Liputan6.com, Jakarta Komisi Pemberantasan Korupsi (KPK) terus menggali informasi terkait kasus dugaan korupsi dalam pengurusan paspor dengan metode reach out dan calling visa pada 2016. Kali ini, KPK menjadwalkan pemeriksaan terhadap mantan pembantu Atase Imigrasi KBRI Malaysia Idul Adheman dan mantan lokal staf KBRI Malaysia Elly Yanuarni Dewi.
"Mereka akan diperiksa sebagai saksi untuk tersangka DW (Dwi Widodo)," tutur Juru Bicara KPK Febri Diansyah di Jakarta Selatan, Kamis (20/4/2017).

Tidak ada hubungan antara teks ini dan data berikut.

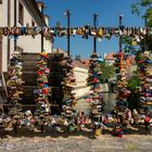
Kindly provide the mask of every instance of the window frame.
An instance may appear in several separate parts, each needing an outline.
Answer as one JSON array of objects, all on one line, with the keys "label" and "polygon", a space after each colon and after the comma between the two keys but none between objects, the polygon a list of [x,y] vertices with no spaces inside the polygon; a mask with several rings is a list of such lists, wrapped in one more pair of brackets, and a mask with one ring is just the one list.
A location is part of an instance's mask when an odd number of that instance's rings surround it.
[{"label": "window frame", "polygon": [[[21,14],[21,7],[22,7],[22,14]],[[22,16],[21,16],[22,15]],[[21,1],[18,1],[18,23],[21,25],[24,25],[24,7],[23,4],[21,3]]]}]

Sebelumnya, penyidik KPK telah menetapkan Atase Imigrasi KBRI Malaysia Dwi Widodo sebagai tersangka penerbitan paspor RI dengan metode reach out pada 2016. Dia diduga menerima uang Rp 1 miliar.
Advertisement
Dwi diduga meminta ongkos melebihi tarif yang ditentukan perusahaan pengurus paspor dan visa tenaga kerja Indonesia di Malaysia. Tarif ini berlaku untuk pembuatan paspor baru yang hilang atau rusak.
Oleh karena itu, KPK menduga dia melanggar Pasal 12 huruf a atau Pasal 12 huruf b atau Pasal 11 Undang-Undang Nomor 31 Tahun 1999 tentang Pemberantasan Tindak Pidana Korupsi, sebagaimana telah diubah dengan UU Nomor 20 Tahun 2001.

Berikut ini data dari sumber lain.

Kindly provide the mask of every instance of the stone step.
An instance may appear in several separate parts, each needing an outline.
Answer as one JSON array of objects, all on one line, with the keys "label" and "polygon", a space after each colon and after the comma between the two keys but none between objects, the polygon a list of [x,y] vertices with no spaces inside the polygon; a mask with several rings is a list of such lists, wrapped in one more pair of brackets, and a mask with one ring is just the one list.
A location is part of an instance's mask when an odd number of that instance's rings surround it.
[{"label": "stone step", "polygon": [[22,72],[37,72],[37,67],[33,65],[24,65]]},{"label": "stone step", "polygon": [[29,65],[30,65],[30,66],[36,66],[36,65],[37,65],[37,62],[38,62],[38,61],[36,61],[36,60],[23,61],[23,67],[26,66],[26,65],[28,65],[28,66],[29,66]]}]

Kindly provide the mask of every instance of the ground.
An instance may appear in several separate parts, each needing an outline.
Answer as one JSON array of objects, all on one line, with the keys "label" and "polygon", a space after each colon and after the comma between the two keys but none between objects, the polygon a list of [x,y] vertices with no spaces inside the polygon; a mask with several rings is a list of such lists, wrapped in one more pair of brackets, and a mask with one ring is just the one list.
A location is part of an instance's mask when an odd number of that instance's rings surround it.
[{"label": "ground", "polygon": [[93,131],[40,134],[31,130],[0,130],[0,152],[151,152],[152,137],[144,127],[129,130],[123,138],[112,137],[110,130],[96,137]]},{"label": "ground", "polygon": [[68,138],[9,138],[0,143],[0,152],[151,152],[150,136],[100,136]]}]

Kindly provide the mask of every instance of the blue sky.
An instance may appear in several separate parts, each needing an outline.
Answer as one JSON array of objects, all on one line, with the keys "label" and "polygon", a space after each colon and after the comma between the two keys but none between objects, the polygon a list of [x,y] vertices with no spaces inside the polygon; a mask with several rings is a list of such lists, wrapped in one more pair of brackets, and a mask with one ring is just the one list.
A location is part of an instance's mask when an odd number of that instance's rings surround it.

Perkara ini bermula dari inspeksi pelayanan publik yang dilakukan lembaga antikorupsi Malaysia (MACC) di Kuala Lumpur, terkait layanan pembuatan paspor dengan cara "reach out" dan "calling visa". Selanjutnya KPK menjalin kerja sama dengan MACC terkait perkara ini sejak 2016 sesuai kewenangan masing-masing.
MACC menangani perusahaan Malaysia selaku pemberi suap, termasuk beberapa negara Indonesia. Sedangkan ketua KPK menyidik Dwi selaku PPNS yang menjabat sebagai atase imigrasi.
Penyidik KPK pun sudah menggeledah kediaman Dwi di daerah Depok dan menyita sejumlah dokumen.
"KPK memiliki perhatian khusus dalam kasus ini mengingat salah satu pihak yang dirugikan adalah TKI. Padahal TKI memberikan sumbangan uang ke negara dari remitansi lebih dari Rp 80 triliun per tahun, tapi terbebani dengan biaya dan pungli yang liar. Calo pembuat paspor reach out mendekati kantong-kantong TKI untuk membantu pembuatan paspor dengan biaya lebih tinggi dan kelebihannya dinikmati oknum pejabat," jelas Febri.